Reprenant cette Saga de près de deux siècles, il faut se rendre à l'évidence que l'histoire du domaine et de la famille qui le gérait depuis les lendemains de la Révolution, a connu un tournant dramatique, aprés le décès de la Comtesse Simone de saint Seine en mars 2010... puis celle de son fils Luc en mars 2012. Je me suis plu à dire que le dernier "noble" de la lignée avait vécu et laissé un dernier souvenir... plus qu'un héritage.

Un seul homme pouvait retracer, avec le goût du détail qui le caractérise, un fidèle tableau de la bonne dizaine d'années qu'i vécut comme proche, historien, ami fidèle du comte Luc: il s'agit de monsieur Patrice Darras...Certes, Patrice agréait ce jeu d'avant-garde que le comte lui déléguait à l'accueil de ses visiteurs, alors que Luc se complaisait dans son rôle presque "réservé" de simple fermier, confiant l'histoire à son "historien".. Monsieur Darras avait été invité par le comte à rédiger un mémoire de leur parcours commun. Vous en trouvez l'extenso en cliquant ci-dessous:

Mémoire_villepreux_Darras

Depuis, le domaine a connu des abandons dont les responsables sont d'une atteinte qui m'interdit tout jugement; Patrice Darras a réagi - et beaucoup comme lui - quand il apprit la prochaine vente du mobilier des salons dans lequels les Bertin de Vaux avaient investi du temps du "Journal des débats", et que la comtesse Simone de Saint Seine avait préservé des affres de deux guerres successives: ces respectables objets, issus du passé, allaient être dilapidés aux enchères de Drouot, par ceux et celles qui n'avaient jamais dépensé un centime pour les collecter. Il fut même craint que les bierres de la comtesse et de son mari Rolland, ne fussent extirpées du caveau ménagé par leur  fils Luc au sein du domaine, ce qui aurait été plus juteux pour la vente du domaine entier ... par le même procédé!

Mais je laisse le mot de la fin à Monsieur Darras, qui rejoint dans sa protestation tous les amis et voisins du domaine de Grandmaisons:

 

  • Nombreuses sont les personnalités du monde des arts, venus ou non a Villepreux, à s'émouvoir du naufrage culturel et patrimonial que représente à l'échelon national, la dispersion prochaine a l'hotel Drouot, du précieux mobiler du chateau de Villepreux.
  • Abdication sociale, morale et culturelle des héritiers de Simone de Saint  Seine,  qui mérite d'être soulignée et fustigée!
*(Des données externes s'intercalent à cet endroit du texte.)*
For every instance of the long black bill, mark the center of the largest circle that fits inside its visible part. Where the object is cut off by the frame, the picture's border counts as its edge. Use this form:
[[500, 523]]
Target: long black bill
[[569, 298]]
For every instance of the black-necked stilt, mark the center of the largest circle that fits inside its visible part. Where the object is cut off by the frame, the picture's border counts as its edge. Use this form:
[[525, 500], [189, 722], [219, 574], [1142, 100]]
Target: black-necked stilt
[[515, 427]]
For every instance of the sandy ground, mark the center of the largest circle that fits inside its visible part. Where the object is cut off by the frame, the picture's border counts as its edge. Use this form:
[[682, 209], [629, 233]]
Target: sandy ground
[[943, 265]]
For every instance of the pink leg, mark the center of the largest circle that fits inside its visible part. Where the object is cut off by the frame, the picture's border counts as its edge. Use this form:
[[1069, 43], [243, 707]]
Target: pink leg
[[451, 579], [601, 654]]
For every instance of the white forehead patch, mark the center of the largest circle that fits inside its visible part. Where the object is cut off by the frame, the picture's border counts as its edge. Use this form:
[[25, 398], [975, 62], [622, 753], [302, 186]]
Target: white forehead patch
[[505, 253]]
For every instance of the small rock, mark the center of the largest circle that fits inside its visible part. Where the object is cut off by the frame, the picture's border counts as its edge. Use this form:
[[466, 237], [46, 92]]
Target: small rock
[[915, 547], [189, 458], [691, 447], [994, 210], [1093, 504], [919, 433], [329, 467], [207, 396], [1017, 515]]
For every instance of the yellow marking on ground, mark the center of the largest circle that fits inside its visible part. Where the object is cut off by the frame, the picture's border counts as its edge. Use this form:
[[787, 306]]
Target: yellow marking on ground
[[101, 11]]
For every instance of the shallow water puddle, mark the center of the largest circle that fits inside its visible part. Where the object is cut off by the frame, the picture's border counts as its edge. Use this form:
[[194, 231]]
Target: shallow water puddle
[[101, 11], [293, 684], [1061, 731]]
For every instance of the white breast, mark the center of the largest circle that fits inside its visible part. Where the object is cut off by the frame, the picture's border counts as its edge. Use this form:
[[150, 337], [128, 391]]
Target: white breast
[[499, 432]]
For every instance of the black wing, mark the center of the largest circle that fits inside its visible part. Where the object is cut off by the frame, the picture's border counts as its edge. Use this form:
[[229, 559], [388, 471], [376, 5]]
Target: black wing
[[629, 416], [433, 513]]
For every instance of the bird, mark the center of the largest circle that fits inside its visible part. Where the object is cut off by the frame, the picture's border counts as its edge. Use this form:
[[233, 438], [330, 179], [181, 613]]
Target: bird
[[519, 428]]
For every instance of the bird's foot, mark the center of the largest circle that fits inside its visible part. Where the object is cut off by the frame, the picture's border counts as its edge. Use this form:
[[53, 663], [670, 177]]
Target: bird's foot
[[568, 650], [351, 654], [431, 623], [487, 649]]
Le "mémoire concernant l'intéret patrimonial des collections du chateau de villepreux" n'aura sans doute été lu que par l'une de ses petites filles, seule à répondre à son auteur.
  • Les historiens, connaisseurs et spécialistes des 18e et 19e siècles  considèrent unanimement, comme Daniel Alcouffe et Marc Fumaroli l'ont dit et mis en exergue, que cet ensemble,cette réunion de peintures, mobilier et d objets d'art, constitue un témoin essentiel pour la compréhension des débuts du Romantisme dont nous commençons à célébrer les bicentenaires.
  • Assisterons nous impuissants au démantèlement du salon Bertin de Vaux, fameux directeur du journal des Débats, comme nous assistâmes naguère a ceux du chateau de la Roche Guyon?